Mr. President, we STILL need your leadership
By Andrew Sheeler
A progressive decision that would vastly benefit lesbians, gays, bisexuals and transgender (LGBT) people has been left to languish due to the heart-breaking lack of political will from our leaders. Sound familiar?
Sure, I could be talking about Congress’ inability to end the discriminatory Don’t Ask, Don’t Tell (DADT) policy. DADT is the U.S. military policy that prohibits LGBT people from serving openly. Even a rumor of homosexuality can lead to dishonorable discharge from the military. Don’t Ask, Don’t Tell was enacted in to law in 1993, when there was still great fear and intolerance of LGBT people. It was falsely advertised that the law would protect gay and lesbian soldiers by preventing the military from openly questioning their sexuality. This “protection” led to soldiers being outed to their superiors by their peers. DADT has cost the U.S. military dozens of valuable servicewomen and men, including interpreters and intelligence analysts. The 111th Congress has thus far proved unable to overturn the national disgrace that is Don’t Ask, Don’t Tell. Every passing day makes it less likely for DADT to end.
In truth, I wasn’t talking about DADT in my opening paragraph. I was talking about the fact that the University of Alaska does not currently include sexual orientation in its list of statuses that are protected from discrimination. It’s our very own Don’t Ask, Don’t Tell. We are alone among state universities to hold that disgusting distinction.
In August, I wrote an editorial that called on UA President Patrick Gamble to take some decisive action in favor of UAF students, staff and faculty by amending the Non-Discrimination Clause. Since then, there have been four meetings of the UA Board of Regents, four separate chances for Gamble to demonstrate leadership by directing the Board to take up this issue. In the absence of leadership from Gamble, it falls to the students to take the initiative.
Where have the student leaders been? Last year, the UAF Gay-Straight Alliance was an outspoken advocate for LGBT issues on campus. When anti-gay speaker Edward Delgado came to campus, they held a protest and used the occasion to speak out about the need to amend UA’s Non-Discrimination Clause. This year, the GSA has been quiet. The Day of Silence is one day of the year. You should be shouting and screaming from the rooftops the other 364. And you shouldn’t be alone.
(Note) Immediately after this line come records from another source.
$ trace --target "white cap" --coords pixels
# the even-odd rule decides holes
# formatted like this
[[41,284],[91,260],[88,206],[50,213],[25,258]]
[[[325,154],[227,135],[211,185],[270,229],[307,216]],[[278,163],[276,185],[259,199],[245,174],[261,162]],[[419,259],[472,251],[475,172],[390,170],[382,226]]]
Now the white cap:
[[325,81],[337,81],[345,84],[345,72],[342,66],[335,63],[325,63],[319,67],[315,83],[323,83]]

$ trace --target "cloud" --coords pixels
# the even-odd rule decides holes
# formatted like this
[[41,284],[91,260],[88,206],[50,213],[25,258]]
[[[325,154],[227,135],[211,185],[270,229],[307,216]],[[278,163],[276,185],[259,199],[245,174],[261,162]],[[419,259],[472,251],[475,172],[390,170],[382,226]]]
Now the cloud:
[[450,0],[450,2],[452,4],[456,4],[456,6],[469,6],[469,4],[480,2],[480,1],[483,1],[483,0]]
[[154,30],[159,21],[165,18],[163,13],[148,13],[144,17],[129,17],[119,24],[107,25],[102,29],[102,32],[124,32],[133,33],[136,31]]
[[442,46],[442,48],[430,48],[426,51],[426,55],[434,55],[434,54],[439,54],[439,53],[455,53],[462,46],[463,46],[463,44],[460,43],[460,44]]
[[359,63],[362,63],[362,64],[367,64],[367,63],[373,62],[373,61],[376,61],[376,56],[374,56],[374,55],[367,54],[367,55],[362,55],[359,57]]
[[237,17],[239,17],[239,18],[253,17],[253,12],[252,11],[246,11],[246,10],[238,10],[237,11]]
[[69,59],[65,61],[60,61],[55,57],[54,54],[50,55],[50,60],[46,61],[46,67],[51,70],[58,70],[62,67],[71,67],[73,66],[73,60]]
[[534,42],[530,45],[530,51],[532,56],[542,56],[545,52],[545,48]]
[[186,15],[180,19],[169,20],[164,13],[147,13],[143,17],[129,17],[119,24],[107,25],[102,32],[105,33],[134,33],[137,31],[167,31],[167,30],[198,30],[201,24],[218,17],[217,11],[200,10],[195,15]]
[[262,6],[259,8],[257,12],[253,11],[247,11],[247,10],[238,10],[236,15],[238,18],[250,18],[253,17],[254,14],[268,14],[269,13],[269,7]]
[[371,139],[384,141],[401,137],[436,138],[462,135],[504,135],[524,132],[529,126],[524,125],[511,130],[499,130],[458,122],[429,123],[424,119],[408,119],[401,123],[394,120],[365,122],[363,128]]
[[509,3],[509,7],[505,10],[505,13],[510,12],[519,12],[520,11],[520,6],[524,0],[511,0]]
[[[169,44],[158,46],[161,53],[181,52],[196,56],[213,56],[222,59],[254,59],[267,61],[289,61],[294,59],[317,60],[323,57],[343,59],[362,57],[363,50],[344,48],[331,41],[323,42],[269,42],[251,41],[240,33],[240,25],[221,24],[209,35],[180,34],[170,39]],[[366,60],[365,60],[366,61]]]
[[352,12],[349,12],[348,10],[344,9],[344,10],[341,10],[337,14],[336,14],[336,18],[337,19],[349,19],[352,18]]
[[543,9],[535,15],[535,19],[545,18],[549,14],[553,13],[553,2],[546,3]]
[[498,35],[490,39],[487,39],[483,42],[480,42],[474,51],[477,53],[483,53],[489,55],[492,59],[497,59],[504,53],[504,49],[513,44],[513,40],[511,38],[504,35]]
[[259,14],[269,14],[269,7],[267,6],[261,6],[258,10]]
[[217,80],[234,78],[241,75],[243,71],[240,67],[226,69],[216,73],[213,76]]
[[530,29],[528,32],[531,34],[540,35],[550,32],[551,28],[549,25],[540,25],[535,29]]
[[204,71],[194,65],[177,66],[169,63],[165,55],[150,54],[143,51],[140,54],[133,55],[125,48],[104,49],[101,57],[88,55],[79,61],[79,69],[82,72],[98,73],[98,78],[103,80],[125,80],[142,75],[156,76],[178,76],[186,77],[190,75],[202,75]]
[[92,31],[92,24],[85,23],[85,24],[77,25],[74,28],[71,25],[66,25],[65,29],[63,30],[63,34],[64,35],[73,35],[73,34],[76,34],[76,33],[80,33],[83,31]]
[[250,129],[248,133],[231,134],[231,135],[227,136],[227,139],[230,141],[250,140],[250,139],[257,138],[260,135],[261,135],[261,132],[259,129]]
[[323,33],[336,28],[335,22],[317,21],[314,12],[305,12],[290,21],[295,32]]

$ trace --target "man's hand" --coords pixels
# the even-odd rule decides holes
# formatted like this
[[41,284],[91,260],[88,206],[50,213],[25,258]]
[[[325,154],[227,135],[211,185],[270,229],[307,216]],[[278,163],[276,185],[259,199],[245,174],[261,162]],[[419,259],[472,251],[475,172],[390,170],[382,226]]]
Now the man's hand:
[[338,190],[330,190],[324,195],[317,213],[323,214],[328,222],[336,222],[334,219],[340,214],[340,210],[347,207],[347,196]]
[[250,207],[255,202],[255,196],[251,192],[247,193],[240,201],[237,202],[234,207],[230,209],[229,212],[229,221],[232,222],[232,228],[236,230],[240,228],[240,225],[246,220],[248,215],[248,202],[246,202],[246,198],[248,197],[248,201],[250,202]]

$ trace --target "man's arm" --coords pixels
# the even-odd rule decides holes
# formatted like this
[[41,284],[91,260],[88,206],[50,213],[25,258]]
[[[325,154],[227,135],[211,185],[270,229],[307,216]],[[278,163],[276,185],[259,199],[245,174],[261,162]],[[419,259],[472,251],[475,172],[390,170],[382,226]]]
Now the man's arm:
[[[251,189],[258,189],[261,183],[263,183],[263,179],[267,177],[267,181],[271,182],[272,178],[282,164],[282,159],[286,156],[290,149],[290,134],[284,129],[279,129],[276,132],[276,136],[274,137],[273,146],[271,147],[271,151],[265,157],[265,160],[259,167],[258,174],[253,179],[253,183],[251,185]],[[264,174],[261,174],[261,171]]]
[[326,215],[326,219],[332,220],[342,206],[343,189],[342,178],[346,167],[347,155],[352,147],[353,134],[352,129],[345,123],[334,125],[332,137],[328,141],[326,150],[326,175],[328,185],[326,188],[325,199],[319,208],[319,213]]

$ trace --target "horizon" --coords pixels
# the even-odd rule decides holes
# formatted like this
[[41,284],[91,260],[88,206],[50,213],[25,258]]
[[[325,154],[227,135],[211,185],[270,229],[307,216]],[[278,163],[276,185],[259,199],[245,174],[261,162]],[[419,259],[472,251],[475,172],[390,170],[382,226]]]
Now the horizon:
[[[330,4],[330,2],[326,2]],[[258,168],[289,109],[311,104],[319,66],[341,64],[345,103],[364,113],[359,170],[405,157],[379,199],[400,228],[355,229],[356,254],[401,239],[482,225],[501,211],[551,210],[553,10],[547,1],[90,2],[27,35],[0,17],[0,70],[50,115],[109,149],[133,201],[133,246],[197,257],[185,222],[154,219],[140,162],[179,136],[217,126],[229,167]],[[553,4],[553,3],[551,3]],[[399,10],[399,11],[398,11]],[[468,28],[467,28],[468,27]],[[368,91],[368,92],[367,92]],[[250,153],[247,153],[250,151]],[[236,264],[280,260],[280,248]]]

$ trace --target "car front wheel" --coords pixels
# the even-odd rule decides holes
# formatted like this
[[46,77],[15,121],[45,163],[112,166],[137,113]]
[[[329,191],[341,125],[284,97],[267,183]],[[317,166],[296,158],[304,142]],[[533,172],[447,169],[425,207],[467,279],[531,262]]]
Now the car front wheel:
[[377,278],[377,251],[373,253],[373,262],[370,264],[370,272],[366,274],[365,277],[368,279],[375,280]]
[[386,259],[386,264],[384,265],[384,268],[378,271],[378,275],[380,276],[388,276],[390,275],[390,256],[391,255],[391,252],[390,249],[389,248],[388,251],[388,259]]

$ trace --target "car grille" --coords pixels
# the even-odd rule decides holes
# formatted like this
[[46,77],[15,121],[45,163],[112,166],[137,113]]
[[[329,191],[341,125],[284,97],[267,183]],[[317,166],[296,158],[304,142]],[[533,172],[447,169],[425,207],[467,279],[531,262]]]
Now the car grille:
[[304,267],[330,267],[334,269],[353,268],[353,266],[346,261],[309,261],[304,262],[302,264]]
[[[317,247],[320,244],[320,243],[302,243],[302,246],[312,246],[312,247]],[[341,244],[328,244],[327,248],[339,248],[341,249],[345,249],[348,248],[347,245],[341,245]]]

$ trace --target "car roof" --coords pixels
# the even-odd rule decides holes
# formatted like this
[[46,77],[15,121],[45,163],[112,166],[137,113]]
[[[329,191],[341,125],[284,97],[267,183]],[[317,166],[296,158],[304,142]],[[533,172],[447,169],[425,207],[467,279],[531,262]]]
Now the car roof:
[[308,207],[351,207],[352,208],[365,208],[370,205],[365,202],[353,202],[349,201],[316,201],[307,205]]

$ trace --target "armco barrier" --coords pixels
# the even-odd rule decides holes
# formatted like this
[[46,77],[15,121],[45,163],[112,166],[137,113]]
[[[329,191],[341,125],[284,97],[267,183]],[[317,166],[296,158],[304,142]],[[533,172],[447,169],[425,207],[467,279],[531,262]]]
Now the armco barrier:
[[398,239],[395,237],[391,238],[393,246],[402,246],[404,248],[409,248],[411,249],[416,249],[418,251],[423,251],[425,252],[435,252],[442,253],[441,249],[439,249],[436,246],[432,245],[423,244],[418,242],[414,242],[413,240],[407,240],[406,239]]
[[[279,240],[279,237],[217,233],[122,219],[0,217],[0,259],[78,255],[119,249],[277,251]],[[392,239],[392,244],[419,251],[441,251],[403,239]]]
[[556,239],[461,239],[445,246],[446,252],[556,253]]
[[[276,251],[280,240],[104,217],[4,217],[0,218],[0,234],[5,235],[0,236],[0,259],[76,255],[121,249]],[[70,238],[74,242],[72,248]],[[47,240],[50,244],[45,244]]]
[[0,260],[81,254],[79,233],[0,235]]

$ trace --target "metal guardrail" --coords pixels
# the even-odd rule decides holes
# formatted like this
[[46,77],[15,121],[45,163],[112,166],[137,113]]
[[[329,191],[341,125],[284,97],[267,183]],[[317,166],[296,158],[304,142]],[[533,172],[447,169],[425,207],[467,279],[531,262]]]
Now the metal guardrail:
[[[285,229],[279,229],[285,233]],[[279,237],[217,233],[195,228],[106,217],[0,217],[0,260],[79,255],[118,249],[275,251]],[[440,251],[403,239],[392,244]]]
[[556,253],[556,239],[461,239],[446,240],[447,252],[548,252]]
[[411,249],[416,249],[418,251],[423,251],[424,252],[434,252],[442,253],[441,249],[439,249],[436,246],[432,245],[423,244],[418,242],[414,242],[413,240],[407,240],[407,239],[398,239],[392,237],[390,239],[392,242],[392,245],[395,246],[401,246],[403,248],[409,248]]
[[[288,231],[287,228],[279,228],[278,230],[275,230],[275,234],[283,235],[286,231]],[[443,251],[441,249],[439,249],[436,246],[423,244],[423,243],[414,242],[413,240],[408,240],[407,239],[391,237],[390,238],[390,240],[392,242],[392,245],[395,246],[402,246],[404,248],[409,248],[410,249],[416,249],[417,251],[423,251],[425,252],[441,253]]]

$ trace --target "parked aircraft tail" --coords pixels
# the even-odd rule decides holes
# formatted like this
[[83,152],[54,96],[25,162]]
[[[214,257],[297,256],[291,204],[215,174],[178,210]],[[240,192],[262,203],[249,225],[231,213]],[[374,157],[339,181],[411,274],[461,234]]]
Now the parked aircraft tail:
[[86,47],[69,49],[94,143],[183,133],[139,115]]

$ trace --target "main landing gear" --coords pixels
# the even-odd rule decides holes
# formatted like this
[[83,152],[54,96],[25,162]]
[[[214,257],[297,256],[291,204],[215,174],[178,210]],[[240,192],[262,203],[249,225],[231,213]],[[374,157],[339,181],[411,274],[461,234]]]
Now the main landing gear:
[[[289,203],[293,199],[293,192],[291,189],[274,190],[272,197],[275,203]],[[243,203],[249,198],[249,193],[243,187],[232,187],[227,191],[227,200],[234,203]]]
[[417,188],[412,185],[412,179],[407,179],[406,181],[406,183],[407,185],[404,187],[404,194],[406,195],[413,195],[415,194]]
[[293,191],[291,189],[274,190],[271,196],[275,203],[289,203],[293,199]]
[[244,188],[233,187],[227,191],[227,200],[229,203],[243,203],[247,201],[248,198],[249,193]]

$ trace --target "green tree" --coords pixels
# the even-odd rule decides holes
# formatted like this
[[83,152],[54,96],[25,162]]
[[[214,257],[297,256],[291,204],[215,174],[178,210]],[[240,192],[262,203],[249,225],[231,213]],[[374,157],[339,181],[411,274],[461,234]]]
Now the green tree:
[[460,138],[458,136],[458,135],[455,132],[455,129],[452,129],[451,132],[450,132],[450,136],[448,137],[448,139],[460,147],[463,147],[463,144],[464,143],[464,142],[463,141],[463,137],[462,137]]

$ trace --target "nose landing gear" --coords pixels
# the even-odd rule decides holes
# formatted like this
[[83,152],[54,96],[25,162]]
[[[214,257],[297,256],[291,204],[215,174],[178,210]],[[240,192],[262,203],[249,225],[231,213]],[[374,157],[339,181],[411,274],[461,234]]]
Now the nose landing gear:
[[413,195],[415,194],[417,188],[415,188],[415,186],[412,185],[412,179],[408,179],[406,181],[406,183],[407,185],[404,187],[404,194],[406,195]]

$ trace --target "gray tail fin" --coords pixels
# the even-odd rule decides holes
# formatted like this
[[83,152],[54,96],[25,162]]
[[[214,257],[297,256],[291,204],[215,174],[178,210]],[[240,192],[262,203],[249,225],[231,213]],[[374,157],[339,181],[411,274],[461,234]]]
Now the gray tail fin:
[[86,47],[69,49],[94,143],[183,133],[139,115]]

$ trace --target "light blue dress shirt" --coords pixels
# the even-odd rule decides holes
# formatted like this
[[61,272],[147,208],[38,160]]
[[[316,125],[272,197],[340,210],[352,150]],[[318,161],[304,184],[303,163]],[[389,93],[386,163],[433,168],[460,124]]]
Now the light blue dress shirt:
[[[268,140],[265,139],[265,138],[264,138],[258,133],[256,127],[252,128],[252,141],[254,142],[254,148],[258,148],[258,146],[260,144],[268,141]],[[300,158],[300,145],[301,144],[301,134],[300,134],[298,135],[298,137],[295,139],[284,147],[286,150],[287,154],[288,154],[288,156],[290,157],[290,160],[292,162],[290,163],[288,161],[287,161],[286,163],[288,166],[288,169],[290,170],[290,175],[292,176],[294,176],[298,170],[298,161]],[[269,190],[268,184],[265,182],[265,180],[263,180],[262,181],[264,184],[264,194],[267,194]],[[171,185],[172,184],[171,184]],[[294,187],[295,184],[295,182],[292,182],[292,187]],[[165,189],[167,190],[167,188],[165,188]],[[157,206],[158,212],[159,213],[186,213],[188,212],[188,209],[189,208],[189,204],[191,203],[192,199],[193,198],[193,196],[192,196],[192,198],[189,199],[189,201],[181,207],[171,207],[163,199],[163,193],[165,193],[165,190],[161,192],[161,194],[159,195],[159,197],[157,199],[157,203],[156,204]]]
It is time that our ASUAF student government takes a decisive stand on the Non-Discrimination policy. ASUAF proved earlier this semester that when students speak out, they can change minds. If our student leaders can convince the Board not to enact a five percent tuition raise, then surely they can convince the Board to make a policy change that would protect a substantial portion of students, staff and faculty.
Think the stakes aren’t high? Remember Tyler Clementi, the Rutgers student who killed himself after having a gay sexual encounter broadcast over the internet by his roommate? Clementi put a face to the disturbing statistic of LGBT suicides resulting from bullying. The next Tyler Clementi could be here at UAF. Amending the Non-Discrimination policy would send a message that the University of Alaska is serious about preventing bullying.
Pres. Gamble and the Board of Regents had the entire semester to take action. They weren’t listening because maybe we weren’t speaking loud enough.